Dance in the Bay Area was almost as sleepy as Market Street. San Francisco Ballet rehearsed somewhere out in the Sunset in a converted garage, while the best Martha Graham instructors were sequestered at UC Berkeley, where you had to be enrolled to take a class. I went to one studio after another trying to find a facsimile of New York-level dance, only to be stunned by the popping tendons and bulging muscles of badly trained bodies in pink tights. Then the girlfriend of one of my roommates (the sax player as opposed to the bongo drummer) told me about a new studio in the Mission, out among the warehouses on Bryant Street, called, simply, the Bryant Street Studio. I rode the bus there the next day.
Although Margaret Jenkins has only recently begun to describe her approach to dance as laboratorylike, the studio she founded on Bryant Street was always an experimental place for serious performers to study together and make dance. It also became a spawning ground for new choreographers, composers, and visual artists. Jenkins' own company sprang from it in 1973.
The Saturday before last, as the rain plinked against the windows, I phoned Jenkins, now 60, a woman whose hair still cascades down her back in a dark, wavy pyramid and who looks and sounds remarkably like she did at 40. We talked about her early dancing and then discussed her stunningly successful three-decade career here. "The reason it was a success," the choreographer said modestly, "was that I was in the right place at the right time." "Well, yes," I said, "but not everyone can build a small empire." "Well," she said, "I was good at administration."
"Brilliant organizer, businesswoman, and visionary" is more like it. In the '70s and '80s Jenkins helped transform the Mission District into the city's grass-roots arts epicenter, put postmodern dance on the map in San Francisco, drew students from across the country to work with her, and produced new choreographic talent, like Joe Goode and Sarah Michelson.
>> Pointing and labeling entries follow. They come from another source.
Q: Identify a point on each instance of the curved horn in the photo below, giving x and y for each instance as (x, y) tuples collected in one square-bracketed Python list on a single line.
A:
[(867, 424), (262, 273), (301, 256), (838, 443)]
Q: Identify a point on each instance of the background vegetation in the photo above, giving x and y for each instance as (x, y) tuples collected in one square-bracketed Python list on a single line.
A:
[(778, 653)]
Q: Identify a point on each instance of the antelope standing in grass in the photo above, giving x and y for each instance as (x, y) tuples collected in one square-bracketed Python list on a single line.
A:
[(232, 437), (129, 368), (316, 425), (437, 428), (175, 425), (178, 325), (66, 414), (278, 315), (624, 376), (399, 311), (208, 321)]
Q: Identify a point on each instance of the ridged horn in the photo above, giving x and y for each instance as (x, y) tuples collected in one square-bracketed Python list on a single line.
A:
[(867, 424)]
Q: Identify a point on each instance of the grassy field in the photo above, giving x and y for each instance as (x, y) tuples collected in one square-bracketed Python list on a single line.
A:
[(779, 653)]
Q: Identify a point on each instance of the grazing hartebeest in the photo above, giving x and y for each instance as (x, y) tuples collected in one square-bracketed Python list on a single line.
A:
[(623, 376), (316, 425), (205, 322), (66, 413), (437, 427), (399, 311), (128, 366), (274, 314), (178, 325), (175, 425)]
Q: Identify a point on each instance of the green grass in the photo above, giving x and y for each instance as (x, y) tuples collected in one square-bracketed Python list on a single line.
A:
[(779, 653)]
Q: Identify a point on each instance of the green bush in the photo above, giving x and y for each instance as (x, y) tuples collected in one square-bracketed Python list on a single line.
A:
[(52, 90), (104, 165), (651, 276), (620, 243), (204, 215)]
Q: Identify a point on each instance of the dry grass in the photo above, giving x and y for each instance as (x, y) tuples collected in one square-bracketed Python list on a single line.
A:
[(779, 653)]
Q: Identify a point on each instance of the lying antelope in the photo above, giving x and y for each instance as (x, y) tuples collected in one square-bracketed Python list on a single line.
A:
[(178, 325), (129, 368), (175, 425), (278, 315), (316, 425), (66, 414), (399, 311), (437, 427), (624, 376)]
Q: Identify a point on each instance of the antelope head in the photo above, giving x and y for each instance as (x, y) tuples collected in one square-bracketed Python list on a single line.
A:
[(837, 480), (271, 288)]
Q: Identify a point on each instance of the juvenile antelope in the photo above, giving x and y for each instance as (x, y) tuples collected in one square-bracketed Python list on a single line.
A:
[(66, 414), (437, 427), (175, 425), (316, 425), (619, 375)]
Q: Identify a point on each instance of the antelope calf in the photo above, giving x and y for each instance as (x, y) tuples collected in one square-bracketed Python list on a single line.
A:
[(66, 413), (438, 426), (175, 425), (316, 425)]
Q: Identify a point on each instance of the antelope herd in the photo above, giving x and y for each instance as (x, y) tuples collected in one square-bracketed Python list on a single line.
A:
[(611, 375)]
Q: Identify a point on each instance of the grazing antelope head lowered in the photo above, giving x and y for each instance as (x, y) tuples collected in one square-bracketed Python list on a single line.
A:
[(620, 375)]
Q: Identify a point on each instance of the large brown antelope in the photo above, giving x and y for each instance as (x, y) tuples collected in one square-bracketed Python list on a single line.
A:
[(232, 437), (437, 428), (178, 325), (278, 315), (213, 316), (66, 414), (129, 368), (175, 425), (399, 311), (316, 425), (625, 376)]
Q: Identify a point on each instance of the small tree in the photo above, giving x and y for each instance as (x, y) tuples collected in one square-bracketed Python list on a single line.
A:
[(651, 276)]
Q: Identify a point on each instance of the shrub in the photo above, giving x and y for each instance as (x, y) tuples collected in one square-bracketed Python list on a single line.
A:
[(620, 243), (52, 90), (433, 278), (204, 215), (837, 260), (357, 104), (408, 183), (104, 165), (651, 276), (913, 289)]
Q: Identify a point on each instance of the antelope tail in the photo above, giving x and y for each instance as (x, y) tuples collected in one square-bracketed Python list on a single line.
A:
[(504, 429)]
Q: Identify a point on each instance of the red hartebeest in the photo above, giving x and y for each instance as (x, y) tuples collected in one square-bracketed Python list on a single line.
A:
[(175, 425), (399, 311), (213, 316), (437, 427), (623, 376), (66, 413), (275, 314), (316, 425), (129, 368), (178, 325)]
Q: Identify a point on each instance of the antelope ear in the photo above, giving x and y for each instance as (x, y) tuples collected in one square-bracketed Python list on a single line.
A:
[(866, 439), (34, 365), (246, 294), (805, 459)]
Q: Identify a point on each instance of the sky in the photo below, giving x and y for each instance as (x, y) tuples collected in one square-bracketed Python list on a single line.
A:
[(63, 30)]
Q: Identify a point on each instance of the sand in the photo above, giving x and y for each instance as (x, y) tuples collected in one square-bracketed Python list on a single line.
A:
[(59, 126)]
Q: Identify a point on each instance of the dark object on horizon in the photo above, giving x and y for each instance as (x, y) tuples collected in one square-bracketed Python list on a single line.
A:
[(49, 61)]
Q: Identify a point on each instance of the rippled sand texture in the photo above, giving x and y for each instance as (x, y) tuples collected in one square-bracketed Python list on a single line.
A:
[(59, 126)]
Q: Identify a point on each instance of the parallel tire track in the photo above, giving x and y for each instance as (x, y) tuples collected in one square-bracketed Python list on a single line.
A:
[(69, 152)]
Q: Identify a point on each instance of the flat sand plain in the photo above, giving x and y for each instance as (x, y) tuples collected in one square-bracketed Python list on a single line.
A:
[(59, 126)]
Sixty-eight dances and 103 dancers later, Jenkins is launching a retrospective of her Bay Area career at the gargantuan 15,000-square-foot Herbst Pavilion at Fort Mason. It is, in a sense, a museum of her work -- much of it based on collaboration with other artists. Early collaborators, including Ginny Matthews, one of the first four dancers in the Margaret Jenkins Dance Company, plus some of the other early company members, will even reprise fragments of old pieces over the next two weekends amid 18 towering sets, concert video loops, and hanging costumes.
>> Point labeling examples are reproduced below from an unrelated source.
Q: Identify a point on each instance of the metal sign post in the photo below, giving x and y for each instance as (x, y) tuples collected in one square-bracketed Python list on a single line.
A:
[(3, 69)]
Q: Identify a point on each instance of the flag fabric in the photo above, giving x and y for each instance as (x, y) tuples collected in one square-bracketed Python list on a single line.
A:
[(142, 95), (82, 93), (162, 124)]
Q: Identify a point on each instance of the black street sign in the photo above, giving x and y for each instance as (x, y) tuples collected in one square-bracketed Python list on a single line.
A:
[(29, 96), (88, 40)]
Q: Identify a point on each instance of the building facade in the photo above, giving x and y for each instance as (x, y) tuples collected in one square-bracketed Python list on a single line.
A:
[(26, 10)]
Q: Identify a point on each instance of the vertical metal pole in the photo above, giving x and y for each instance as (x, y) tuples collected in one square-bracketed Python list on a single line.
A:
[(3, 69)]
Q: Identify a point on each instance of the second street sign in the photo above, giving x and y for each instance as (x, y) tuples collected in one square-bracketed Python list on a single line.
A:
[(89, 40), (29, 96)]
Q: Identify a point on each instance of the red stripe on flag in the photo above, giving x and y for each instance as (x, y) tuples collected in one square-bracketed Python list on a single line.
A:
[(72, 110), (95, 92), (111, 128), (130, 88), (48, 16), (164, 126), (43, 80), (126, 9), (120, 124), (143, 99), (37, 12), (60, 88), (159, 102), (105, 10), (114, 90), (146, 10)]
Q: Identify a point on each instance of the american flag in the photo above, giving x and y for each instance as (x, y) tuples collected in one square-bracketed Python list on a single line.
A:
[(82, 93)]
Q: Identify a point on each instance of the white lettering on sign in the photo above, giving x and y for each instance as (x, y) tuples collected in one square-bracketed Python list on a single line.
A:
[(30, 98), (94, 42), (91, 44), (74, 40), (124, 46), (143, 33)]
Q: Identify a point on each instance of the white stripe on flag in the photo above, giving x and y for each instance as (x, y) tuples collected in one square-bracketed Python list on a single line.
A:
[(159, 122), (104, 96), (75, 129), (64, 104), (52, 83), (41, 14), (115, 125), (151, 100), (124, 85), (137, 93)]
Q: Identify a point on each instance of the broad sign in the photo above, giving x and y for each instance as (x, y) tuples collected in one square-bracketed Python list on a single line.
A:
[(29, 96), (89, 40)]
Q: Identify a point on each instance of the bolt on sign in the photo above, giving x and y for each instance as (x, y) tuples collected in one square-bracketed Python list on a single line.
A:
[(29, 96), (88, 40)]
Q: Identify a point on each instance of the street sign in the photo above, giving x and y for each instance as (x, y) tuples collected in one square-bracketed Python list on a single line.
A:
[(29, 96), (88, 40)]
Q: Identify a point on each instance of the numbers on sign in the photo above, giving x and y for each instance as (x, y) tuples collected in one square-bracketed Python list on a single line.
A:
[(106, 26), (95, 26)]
Back in 1970, Jenkins was avidly looking forward. She left New York and returned to the Bay Area -- where she'd grown up, a fifth-generation San Franciscan and daughter of the leftist head of the California Labor School -- with, she says, no great plan in mind. After spending some of her teens and most of her 20s in New York, dancing with the original Twyla Tharp company, working as Merce Cunningham's assistant for 12 years, and staging her own work in her own loft, she came back to her home city with a man in tow and an uncertain dance future.
"I knew in my heart of hearts that I was done dancing for other people," she says. "We moved to Mill Valley, and I thought I was going to teach class and do pottery, but I found I was really bad at pottery." That left teaching, and when she learned that there was almost no Cunningham dance around but a great appetite for it, she began running from one end of the bay to the other to instruct. Consolidation was just a leap away: By 1973 she had a school and a fledgling company. By 1981 she had teamed up with Brenda Way of ODC/SF, joining the New Performance Gallery.
Over the years, Jenkins has been charged with overintellectualization by some critics and insufficient intellectualization by others. Both accusations could be true, given that Jenkins' style reflects an aesthetic that turned away from certainty to embrace uncertainty. In her latest work, Fractured Fictions, which premieres this weekend on a stage she had built at the northern end of the pavilion, Jenkins intentionally avoids clean endings. "I don't want there to be resolution," she says. "I want to figure out how to dramatize a negative." It's an approach deeply influenced by Merce Cunningham.
But Jenkins doesn't go Cunningham's exalted route; her take on abstract form has always been quintessentially human, ironic, and jagged. Early modern dance influences sneak in, along with shards of narrative and raw symbol, because Jenkins is a postmodernist, while Cunningham is a modernist and an idealist. But it was through Cunningham that Jenkins -- who, at nearly 6 feet tall, was too big by conventional dance standards -- says she "finally found something that fit my body and fit my mind."
It is a big body and a big mind, with a big persona to match, and it would be hard to imagine a demure tribute to her career, but that's how the event began. Plans for the retrospective got under way two years ago as a modest affair to be installed at Theatre Artaud. But then the theater shut, and the plans entered free fall. Suddenly Jenkins had to scramble for a venue; everything in town was booked except the vast Herbst Pavilion. While the former warehouse would have defeated most, Jenkins saw it as a challenge. Ginny Matthews wasn't surprised. "Margy has always had a gift for transforming hardship into something creative," she says. Jenkins and lighting designer Alex Nichols tackled the problem by roaming through "Mount Margy" -- 30 years' worth of stored sets -- and choosing what to show.
Such a retrospective isn't something one takes on alone. But then Jenkins has never worked alone. What really captivates her is problem-solving with her friends, like performance artist Rinde Eckert, guitarist Paul Dresher, and poet Michael Palmer. "What's interesting about making work is the people who are making it in combination with me," she says, and so their work, along with contributions by artists such as Yoko Ono and Bruce Nauman, will be on display and accessible an hour before each performance.
Jenkins disbanded her troupe 10 years ago and left the partnership at New Performance Gallery, but she has continued to create new pieces and is about to launch a mentoring program for young dance-makers, called CHIME (Choreographers in Mentorship Exchange). The idea is to help emerging artists know when their work is developed enough to take public. Collaboration, now between generations, goes on. "What a gift she has given us," says Matthews. "She created this container to hold our creativity, to shape it and give it a place." That's what makes her the mother of a whole lot of dancers.